Koçlar yine ağlıyor
Mustafa Koç'un "Daha ne vereceğiz bir tek gömleğimiz kaldı" açıklamasının ardından bu sefer de Ali Koç basına verdiği bir demeçte, çocuklarının geleceğinden endişeli olduğunu söyledi.
Türkiye patronlar sınıfının sembol ismi Koç Holding yönetim kurulu üyesi olan Ali Koç, reel ücretlerin düşüklüğünden ve işsizliğin artışından şikayet etti. Genç işsizliğinin giderek arttığını ve yetişkin işsizliğinin üç katına çıktığını belirten Koç, "6 ve 8 yaşında iki çocuk babası olarak söylüyorum, çocuklarımızın geleceğinden endişe duymamak mümkün değil" dedi.
Herhalde geleceğinde işsizlik endişesi taşımayan 2 çocuk varsa onlar da Ali Koç'un çocuklarıdır.

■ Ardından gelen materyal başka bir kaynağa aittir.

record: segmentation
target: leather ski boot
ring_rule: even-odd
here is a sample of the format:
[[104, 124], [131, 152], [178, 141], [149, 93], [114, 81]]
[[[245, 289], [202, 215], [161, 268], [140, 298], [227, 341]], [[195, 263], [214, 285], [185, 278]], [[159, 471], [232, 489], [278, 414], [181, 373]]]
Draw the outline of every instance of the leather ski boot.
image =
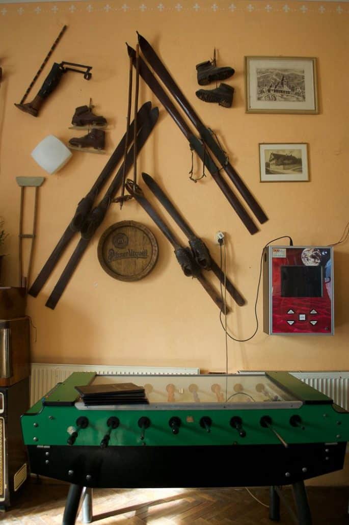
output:
[[107, 120], [104, 117], [94, 114], [91, 108], [88, 106], [80, 106], [75, 110], [71, 121], [73, 126], [98, 126], [103, 127], [107, 125]]
[[70, 139], [69, 145], [73, 149], [103, 150], [104, 147], [105, 132], [103, 130], [93, 128], [87, 135]]
[[215, 89], [199, 89], [195, 94], [204, 102], [216, 102], [224, 108], [230, 108], [232, 103], [234, 88], [228, 84], [221, 83]]
[[31, 101], [24, 104], [15, 104], [16, 108], [33, 117], [37, 117], [43, 103], [57, 87], [65, 72], [61, 64], [55, 62], [45, 80], [40, 91]]
[[196, 66], [197, 82], [200, 86], [207, 86], [216, 80], [225, 80], [232, 77], [235, 70], [232, 67], [216, 67], [215, 61], [202, 62]]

Ali Koç'un endişesi tabii ki çocuklarının gelecekte iş bulamaması değil. Artan işsizlik ve gelir eşitsizliğinin sosyal gerilimleri arttırması. Ali Koç sermaye sınıfının bilinçli bir temsilcisi olarak işsizlik ve yoksullukta kendi sorumluluğu olduğunu biliyor. Emekçi sınıflardan yükselecek hoşnutsuzluğun ve ortaya çıkacak gerilimlerin hedefinin de kendisiyle birlikte tüm sermaye sınıfı olacağını biliyor. Özetle Ali Koç bal gibi işçi sınıfından korkuyor.
Çocuklarının parlak geleceğinin milyonlarca emekçi çocuğunun yoksulluğu pahasına olduğunu biliyor. Ali Koç'un ve diğer patronların gelir eşitsizliği ya da işsizlikle bir derdi yok. Eğer öyle olsa topluca işçiyi işten atmayı zorlaştıran tek faktör olan kıdem tazminatını kaldırmaya çalışmazlardı; TÜPRAŞ'ı aldıktan sonra işçi sayını 4 bin 700'den 3 bine indirmezlerdi. Her yere taşeron sokmazlardı.
Koçların, Sabancıların, Ülkerlerin, Boydakların sisteminde birileri sömürür birileri çalışır, sömüren çalışanı işsizlikle tehdit ederek boyunduruk altına alır. Koçların korktuğu bu çarkın bozulmasıdır. İşlerini değil kârlarını kaybetmeleri ve milyonlarca gencin çalınan geleceklerinin hesabını sormasıdır. İşsizlikten korkmalarına lüzum yok çünkü işçilerin düzeni sosyalizmde herkese iş de aş da var.